El dilema que nos plantea ahora Houston es doble. A la discusión sobre el potencial de juego de los Texans frente a sus rivales de playoff debemos añadir, en términos competitivos, las dudas sobre su capacidad de adaptación a la tensión que conlleva cualquier post temporada. Los Baltimore Ravens son, en estas lides, un equipo experimentado, conocedor del terreno que pisa y dispuesto a sacar tajada de la situación.
Mentiras y engaños.
En el análisis previo de este partido hablaba sobre el engaño construído alrededor de la defensa de los Lions. Lo que en realidad sucedió la madrugada del sábado al domingo en el Louisiana Superdome fue una operación de engaño comparable a Fortitude. Los Lions se presentaban confiando en su ataque. Cuanto más tiempo consiguieran mantenerse en el partido, mayores serían sus posibilidades de victoria. Y a este empeño se entregaron en cuerpo y alma los Matthew Stafford, Kevin Smith, Titus Young, Nate Burleson y, cómo no, Calvin Johnson. Pero Sean Payton representa al buen jugador de ajedrez que sabe esperar el momento adecuado para asestar el golpe definitivo. Peyton tejió un engaño de dimensiones estratosféricas. Empezó jugando a la carrera y ridiculizó a una defensiva incapaz de realizar un solo placaje aceptable. Dejó que los Lions creyeran en sí mismos, soportó la presión de ir por debajo en el marcador y administró el choque con una inteligencia digna de su prestigio. Y cuando fue el momento, abrió el tarro de las esencias y destrozó a estos imberbes Lions.
Jim Schwartz, inconsciente como en pocas ocasiones, aceptó el reto y pagó la osadía con creces. Creyó que sería un partido de ofensivas y a ello se entregó con fiereza. Pero en Detroit olvidaron que no puedes vencer a estos Saints sin que tu defensa de un paso de valentía.
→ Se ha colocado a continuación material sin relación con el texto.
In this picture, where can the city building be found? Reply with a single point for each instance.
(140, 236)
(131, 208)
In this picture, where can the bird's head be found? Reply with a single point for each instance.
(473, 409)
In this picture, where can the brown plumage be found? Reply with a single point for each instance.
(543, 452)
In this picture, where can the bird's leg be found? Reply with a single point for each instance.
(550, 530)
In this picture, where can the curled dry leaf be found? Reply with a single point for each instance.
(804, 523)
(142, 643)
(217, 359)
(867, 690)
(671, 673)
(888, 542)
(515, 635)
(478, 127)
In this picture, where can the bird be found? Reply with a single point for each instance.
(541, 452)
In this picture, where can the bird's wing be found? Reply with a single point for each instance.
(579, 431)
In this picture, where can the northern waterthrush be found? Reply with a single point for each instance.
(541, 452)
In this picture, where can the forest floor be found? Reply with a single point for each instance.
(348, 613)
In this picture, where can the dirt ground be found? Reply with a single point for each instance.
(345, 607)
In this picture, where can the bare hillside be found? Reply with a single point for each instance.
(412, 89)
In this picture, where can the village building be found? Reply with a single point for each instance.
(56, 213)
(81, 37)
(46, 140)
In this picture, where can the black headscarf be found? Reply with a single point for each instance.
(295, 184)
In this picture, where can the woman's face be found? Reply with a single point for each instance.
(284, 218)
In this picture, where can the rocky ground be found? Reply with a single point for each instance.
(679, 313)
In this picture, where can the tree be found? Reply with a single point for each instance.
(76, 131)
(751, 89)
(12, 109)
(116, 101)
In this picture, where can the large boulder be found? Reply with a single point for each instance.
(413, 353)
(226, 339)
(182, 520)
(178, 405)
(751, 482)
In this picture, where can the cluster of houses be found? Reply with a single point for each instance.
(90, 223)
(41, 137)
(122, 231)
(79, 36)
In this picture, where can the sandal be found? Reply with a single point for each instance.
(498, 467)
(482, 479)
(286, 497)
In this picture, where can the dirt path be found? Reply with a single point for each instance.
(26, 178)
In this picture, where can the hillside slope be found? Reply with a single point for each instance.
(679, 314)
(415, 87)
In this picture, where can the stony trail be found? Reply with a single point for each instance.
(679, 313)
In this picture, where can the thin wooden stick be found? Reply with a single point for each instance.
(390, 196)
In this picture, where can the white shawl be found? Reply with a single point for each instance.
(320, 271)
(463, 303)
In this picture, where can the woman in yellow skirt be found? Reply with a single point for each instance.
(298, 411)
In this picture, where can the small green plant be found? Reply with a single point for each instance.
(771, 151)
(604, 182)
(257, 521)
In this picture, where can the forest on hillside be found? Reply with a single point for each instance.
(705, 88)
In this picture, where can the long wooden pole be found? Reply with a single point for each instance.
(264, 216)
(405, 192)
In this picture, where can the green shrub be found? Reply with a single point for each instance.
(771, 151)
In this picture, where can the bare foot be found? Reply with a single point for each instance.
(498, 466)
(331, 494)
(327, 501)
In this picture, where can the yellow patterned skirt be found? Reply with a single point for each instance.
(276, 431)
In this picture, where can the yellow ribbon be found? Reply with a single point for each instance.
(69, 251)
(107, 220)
Es imposible, repito, imposible derrotar a los New Orleans si el precio se fija en base a la puntuación que uno sea capaz de anotar y en ese desafío, el engaño de verdad fue el que Peyton planificó sobre la mesa de operaciones. La perfección de los Lions llegó en el primer cuarto: ataques largos, defensas fuertes dejaban a Drew Brees en el banquillo, impotente. Pero cuando el mariscal de los de negro y oro se plantó en el terreno de juego, ya no existió forma humana de detenerle y el partido se convirtió en una exhibición de poderío de tal magnitud que en su último drive incluso renunciaron a seguir anotando.
Fue el pecado de la soberbia el que condenó a los Lions. Deberán aprender la lección para la próxima temporada. Cuando uno se enfrenta a los mejores, hay que conocer el terreno que se pisa, no sea que cuando te quieras dar cuenta, te has metido tú mismo en la boca del lobo. En el bando local y a cada jornada, se refuerza la condición de máximos aspirantes al título por parte de los chicos de Brees. Parece imposible hallar ningún equipo que pueda superar en un enfrentamiento directo, espada contra espada, a tal exhibición de talento y pegada. Si yo fuera head coach de cualquier posible rival, empezaría a trabajar con mi defensa porque, a puñetazo limpio, los New Orleans Saints están demasiado cerca de las estrellas.